Don’t use the “Shake” feature in WeChat
WeChat “Shake” is a WeChat feature where you shake your mobile device and see who else shakes on WeChat at the same time as you, around the world. These users will send you a greeting by default, and you can reply, thus adding them to your contacts. While this is a fun way of communicating with new people in the world, there are also some safety issues, mainly because the greetings are sent by default. Some users send inappropriate or insulting greetings, or even spam, trying to get you to visit their websites. If the safety concerns you, simply avoid WeChat “Shake.”
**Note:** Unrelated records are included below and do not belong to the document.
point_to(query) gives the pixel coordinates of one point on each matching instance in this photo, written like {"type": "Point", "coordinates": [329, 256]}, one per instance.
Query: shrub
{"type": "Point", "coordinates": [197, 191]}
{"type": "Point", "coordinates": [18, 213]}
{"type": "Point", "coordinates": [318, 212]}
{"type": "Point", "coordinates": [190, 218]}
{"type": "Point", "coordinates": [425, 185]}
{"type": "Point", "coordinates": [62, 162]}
Think carefully before pressing send, for all messages
Remember that once you press send, you gave your words and images to the user you are sending to control. Though you can easily delete messages from WeChat, this only happens at your end. Your contact has full influence over what you’ve sent, and can share it with everyone they want. Be sure that you are all right with this before pressing send; as with all digital messaging systems, once you’ve put it out there, you can never take it back.
Create a secure password for your WeChat account
You’ll be asked to create a password when signing up for WeChat. Make sure there is at least 8 characters, but preferably 12-15 characters, with letters, numbers and symbols combined. This will make it much harder for anyone to guess your password, or to sign in to your account.